Los derechos humanos no son documentos de papel mojado, como tantas veces se dice desde la trinchera escéptica. Lo serán si les echamos agua. Si, en cambio, los sujetamos con cemento y hormigón, ganan en resistencia y son útiles. Ese cemento está en los pactos constitucionales, en los tribunales internacionales, en las garantías a cuyo servicio están las instituciones políticas y judiciales, que a diario interponen límites infranqueables a las decisiones arbitrarias del poder. Y, sobre todo, en la radical convicción de cada individuo de que merece la protección y la dignidad que en esos documentos se le reconoce. Esa radical convicción es imprescindible para que los derechos no se pierdan en los laberintos de los matices, las excepciones, los asuntos de Estado y las exigencias de la "eficacia" (policial, económica, política). Los derechos humanos, o son radicales, o no son derechos humanos, sino un catecismo de buenas intenciones para tiempos fáciles. Por eso aquí los llamamos derechos "fundamentales": sin ellos dejamos de ser como habíamos querido ser.

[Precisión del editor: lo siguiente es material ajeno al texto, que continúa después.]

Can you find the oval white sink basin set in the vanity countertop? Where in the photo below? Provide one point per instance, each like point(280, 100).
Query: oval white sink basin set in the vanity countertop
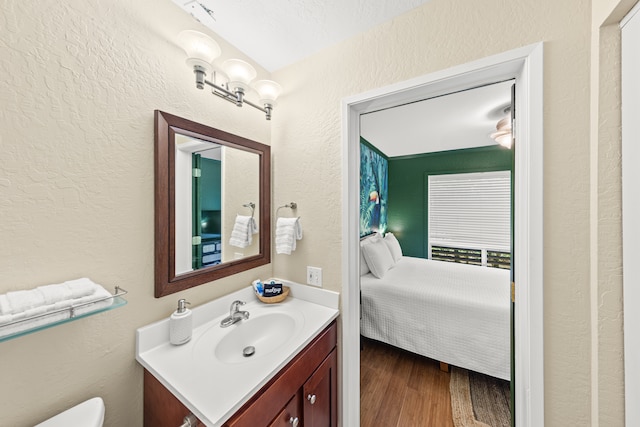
point(249, 340)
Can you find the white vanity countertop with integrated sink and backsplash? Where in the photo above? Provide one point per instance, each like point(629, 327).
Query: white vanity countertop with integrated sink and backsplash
point(209, 374)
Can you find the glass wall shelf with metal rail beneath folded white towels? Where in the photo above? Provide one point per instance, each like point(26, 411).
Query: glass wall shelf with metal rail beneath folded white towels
point(59, 317)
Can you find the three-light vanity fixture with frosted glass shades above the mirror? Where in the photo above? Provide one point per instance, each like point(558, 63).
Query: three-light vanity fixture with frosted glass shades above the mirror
point(202, 50)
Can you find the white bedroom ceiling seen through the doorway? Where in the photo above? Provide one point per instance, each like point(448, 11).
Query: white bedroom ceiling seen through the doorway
point(451, 122)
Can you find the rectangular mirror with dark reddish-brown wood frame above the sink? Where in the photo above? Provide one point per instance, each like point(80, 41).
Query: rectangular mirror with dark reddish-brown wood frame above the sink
point(212, 204)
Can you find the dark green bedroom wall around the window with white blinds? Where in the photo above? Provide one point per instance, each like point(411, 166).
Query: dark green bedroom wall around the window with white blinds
point(407, 203)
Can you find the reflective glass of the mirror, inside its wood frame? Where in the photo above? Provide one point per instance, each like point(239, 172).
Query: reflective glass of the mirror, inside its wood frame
point(217, 216)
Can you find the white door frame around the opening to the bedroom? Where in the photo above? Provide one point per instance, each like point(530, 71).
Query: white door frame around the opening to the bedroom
point(525, 65)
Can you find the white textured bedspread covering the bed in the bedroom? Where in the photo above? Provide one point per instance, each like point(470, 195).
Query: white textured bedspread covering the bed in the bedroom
point(454, 313)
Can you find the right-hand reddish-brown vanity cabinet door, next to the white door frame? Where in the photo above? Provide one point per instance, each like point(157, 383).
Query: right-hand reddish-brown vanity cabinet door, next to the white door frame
point(319, 395)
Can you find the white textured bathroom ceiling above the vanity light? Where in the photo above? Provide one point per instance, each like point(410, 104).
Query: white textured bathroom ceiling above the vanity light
point(276, 33)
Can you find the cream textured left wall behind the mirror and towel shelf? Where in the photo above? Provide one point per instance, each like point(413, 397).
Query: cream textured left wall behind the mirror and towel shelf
point(80, 81)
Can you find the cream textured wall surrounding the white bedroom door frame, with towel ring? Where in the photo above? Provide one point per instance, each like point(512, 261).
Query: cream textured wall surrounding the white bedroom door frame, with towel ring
point(441, 34)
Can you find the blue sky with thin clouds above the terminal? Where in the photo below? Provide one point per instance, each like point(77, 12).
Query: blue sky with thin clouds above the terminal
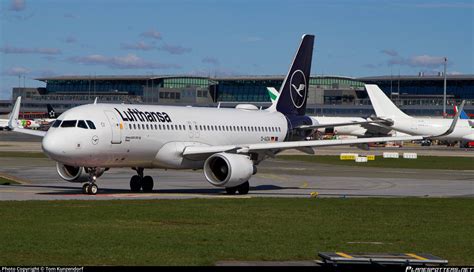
point(246, 37)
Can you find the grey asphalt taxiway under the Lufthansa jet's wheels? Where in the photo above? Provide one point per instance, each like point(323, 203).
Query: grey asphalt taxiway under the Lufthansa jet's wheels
point(276, 178)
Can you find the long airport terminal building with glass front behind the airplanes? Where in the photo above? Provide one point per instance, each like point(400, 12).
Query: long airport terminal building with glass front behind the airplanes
point(328, 95)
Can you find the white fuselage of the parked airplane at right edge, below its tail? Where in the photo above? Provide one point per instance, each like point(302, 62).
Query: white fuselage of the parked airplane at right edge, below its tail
point(433, 126)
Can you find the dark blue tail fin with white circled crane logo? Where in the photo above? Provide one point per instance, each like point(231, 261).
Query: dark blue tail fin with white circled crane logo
point(294, 90)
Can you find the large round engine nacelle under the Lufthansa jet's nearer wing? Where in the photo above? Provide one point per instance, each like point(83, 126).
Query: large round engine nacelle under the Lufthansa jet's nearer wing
point(228, 170)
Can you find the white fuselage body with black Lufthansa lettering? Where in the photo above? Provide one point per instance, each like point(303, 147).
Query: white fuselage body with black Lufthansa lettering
point(155, 136)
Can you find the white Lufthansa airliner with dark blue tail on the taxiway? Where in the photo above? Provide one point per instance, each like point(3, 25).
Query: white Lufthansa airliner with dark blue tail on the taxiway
point(226, 143)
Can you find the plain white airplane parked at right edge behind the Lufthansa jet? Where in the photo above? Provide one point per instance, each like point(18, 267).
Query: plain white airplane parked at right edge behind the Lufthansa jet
point(395, 119)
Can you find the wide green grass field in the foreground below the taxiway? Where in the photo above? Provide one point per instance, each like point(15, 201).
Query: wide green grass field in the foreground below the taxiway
point(203, 231)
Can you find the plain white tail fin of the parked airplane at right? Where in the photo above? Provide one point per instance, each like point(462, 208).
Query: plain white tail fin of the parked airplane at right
point(383, 106)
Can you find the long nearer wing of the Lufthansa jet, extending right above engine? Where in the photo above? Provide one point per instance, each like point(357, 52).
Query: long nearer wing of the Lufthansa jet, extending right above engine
point(207, 150)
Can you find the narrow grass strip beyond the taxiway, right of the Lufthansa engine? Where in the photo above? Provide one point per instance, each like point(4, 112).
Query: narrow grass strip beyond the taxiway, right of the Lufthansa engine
point(423, 162)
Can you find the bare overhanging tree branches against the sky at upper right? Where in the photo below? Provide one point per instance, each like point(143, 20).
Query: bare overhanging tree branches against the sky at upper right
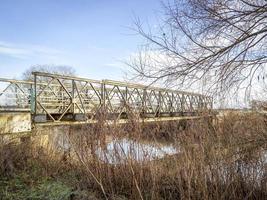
point(224, 40)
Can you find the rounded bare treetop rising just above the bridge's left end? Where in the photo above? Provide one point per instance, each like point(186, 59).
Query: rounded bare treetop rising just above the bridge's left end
point(56, 69)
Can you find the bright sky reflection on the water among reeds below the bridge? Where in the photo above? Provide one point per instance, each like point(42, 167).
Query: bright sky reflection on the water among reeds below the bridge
point(119, 151)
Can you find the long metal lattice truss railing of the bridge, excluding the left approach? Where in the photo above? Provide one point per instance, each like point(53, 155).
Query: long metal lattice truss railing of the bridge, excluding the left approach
point(58, 97)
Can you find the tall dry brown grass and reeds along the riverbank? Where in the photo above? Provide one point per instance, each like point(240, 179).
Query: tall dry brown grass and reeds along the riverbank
point(216, 159)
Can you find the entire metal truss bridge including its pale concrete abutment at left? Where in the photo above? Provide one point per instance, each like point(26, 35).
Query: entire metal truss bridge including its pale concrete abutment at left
point(52, 99)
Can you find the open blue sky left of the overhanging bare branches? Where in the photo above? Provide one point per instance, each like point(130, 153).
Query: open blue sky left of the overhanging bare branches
point(93, 36)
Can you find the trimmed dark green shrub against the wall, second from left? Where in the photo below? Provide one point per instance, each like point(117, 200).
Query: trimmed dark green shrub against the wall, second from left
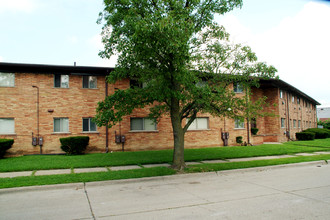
point(74, 145)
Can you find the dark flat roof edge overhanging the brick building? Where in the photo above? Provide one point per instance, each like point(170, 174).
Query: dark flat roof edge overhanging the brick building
point(103, 71)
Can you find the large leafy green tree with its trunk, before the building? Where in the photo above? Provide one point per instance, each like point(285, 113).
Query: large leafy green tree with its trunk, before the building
point(173, 47)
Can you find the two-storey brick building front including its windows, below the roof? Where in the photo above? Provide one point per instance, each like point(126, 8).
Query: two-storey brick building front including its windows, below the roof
point(42, 103)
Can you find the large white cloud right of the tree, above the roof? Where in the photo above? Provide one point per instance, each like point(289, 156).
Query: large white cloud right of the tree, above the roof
point(298, 47)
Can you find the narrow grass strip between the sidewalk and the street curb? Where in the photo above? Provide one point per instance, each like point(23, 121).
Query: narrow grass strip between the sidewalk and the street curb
point(148, 172)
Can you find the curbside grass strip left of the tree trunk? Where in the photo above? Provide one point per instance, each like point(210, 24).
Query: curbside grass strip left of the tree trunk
point(84, 177)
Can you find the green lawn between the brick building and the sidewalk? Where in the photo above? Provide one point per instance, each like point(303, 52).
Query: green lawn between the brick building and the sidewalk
point(43, 162)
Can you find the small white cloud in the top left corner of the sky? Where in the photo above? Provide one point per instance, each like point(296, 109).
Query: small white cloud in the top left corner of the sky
point(18, 5)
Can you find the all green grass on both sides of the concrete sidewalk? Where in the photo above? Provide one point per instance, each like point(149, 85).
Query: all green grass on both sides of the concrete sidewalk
point(144, 157)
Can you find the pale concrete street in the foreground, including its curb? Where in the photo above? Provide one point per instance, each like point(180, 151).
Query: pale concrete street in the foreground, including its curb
point(292, 192)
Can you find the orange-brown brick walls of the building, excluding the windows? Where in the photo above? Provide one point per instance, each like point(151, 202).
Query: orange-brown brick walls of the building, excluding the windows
point(75, 103)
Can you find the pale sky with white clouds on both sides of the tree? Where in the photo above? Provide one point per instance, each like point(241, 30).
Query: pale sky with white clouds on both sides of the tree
point(292, 35)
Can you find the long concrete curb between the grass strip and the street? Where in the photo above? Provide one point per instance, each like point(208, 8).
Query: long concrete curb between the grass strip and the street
point(77, 186)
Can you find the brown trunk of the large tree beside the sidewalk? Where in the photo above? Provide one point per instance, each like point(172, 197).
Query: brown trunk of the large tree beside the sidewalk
point(178, 135)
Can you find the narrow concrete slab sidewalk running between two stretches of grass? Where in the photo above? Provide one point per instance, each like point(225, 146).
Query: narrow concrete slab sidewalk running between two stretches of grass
point(131, 167)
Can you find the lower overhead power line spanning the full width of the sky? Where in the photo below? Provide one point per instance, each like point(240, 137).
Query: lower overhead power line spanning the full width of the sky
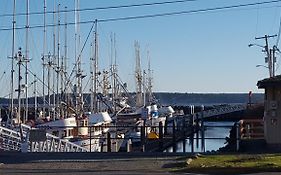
point(153, 15)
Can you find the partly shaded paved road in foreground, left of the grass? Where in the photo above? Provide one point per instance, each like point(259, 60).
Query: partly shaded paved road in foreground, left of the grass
point(89, 163)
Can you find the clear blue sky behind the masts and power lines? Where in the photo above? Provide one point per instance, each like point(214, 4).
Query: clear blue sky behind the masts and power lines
point(202, 52)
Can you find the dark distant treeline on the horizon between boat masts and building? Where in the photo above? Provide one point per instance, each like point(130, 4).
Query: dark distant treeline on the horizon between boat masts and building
point(207, 98)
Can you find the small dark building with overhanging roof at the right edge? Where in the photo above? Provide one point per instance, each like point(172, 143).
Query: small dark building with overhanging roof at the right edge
point(272, 109)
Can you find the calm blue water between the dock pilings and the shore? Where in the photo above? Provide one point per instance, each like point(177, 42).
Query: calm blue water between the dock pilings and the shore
point(210, 144)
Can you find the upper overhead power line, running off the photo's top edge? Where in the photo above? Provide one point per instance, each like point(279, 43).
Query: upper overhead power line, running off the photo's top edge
point(102, 8)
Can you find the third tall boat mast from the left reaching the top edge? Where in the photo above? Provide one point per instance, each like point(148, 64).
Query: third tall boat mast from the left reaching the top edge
point(43, 59)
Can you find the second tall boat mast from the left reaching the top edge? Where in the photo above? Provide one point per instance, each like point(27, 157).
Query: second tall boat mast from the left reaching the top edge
point(26, 60)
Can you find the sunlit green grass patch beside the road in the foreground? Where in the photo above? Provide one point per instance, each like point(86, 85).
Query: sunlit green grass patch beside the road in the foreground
point(232, 164)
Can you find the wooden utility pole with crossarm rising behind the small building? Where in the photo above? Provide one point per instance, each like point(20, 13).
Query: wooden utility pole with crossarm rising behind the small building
point(270, 60)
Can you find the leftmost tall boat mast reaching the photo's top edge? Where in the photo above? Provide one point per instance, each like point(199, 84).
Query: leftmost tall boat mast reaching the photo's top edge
point(13, 57)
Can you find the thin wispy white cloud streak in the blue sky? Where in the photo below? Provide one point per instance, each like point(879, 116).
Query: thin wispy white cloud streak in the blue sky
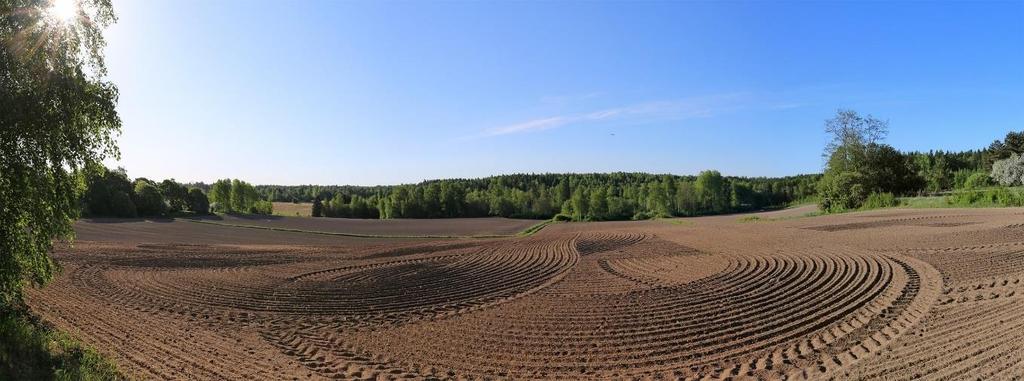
point(703, 107)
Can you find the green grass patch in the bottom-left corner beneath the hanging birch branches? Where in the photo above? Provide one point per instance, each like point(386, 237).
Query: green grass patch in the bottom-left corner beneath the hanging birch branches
point(31, 351)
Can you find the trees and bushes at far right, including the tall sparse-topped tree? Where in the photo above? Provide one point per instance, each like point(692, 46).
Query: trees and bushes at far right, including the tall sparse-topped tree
point(863, 171)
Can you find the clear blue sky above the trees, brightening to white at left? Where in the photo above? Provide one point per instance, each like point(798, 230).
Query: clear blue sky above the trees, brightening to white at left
point(391, 93)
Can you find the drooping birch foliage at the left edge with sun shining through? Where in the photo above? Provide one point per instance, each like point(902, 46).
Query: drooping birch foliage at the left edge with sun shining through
point(57, 116)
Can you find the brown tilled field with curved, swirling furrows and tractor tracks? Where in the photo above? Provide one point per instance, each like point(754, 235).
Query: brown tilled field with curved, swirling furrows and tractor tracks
point(895, 294)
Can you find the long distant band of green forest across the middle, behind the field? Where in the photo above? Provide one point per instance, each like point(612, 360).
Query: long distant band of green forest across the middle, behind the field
point(572, 197)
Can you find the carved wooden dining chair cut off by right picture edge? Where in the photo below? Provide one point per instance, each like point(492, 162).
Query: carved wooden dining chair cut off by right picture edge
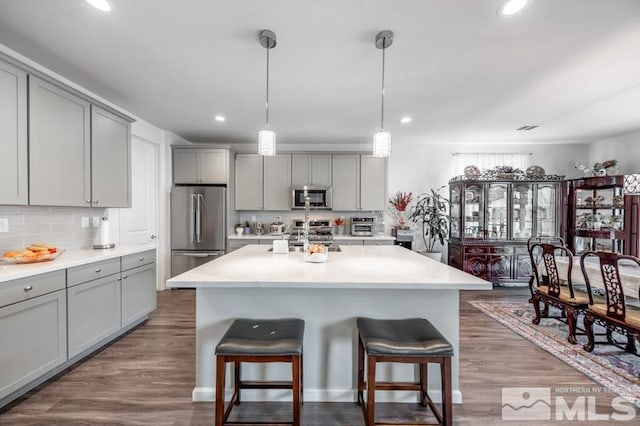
point(613, 313)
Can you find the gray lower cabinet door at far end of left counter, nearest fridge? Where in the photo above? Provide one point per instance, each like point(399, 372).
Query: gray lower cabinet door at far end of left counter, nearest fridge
point(138, 293)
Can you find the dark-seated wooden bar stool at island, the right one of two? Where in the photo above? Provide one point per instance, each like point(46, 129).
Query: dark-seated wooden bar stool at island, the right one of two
point(414, 341)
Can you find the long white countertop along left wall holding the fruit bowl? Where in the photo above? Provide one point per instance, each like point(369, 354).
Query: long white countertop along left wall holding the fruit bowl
point(68, 259)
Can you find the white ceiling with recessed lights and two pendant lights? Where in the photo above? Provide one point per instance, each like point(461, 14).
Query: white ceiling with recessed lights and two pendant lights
point(463, 73)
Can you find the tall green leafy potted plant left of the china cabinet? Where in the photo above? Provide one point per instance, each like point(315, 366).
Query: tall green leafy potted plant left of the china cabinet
point(430, 211)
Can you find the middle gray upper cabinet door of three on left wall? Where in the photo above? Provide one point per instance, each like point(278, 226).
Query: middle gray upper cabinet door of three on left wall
point(59, 146)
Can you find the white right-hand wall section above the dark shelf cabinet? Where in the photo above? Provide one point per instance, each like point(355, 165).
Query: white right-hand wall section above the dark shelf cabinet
point(624, 148)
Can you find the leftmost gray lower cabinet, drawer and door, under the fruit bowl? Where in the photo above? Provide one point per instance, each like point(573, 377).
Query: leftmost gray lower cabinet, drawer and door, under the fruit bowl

Pero sepamos que esta radicalidad de los derechos humanos comporta costes. Es algo que habría que aprenderse desde el colegio. La garantía de los derechos puede, claro que sí, mermar otros objetivos legítimos, y tienen no sólo la cara amable que todos estamos dispuestos a compartir cuando el viento sopla a favor, sino el envés duro y difícil de unos límites infranqueables que nos impiden atajos para llegar más rápido: la tortura, por ejemplo, es eficaz para descubrir y prevenir delitos, pero nos la hemos prohibido. La Declaración Universal de Derechos Humanos y la Convención Europea de 1950 proponen algo tan grande como renunciar a cualquier objetivo que deje víctimas en la cuneta, aunque no sean "nuestras víctimas". No es fácil, y hemos de saberlo. Junto a los murales bonitos que hacen nuestros colegiales hablando de vida, de paz, de dignidad, de respeto, de igualdad, lanzando globos al aire, hay que reservar un apartado lleno de advertencias: sepa usted que si de verdad comparte la filosofía moral de los derechos humanos universales, tendrá que renunciar a muchas cosas. Sepa usted que esto va en serio, y que cuando entre en conflicto una política determinada que a usted le beneficia, con el derecho humano de un tercero, usted tiene que ponerse de parte del derecho. Si no, los derechos no serán de la especie, sino del grupo que ha caído en el lado del poder. O los derechos humanos se defienden rígidamente también en situaciones de conflicto, o se convierten en una inmensa mentira. O son universales e incondicionales, o hemos perdido.

El poder de Erdogán se ha desembarazado de los límites de los derechos humanos como de un estorbo. Cuando haya conseguido sus objetivos, volverá a restablecerlos. Pero en el camino, hemos sufrido otra derrota. Es importante reconocerlo y lamentarlo. Erdogán, al menos, debería comprobar que la comunidad internacional, en particular la europea, lo considera un traidor. Debería saber que Europa da más importancia a los derechos de los disidentes turcos que a sus intereses en Turquía, y que está dispuesta a perder ventajas si para conservarlas se le exige la moneda de cambio de los derechos humanos. Ojalá las autoridades europeas sientan el apoyo de sus ciudadanos en esa intransigencia. Mejor es perder un aliado que dejar fuera de la alianza a los derechos que nos dan un sentido moral.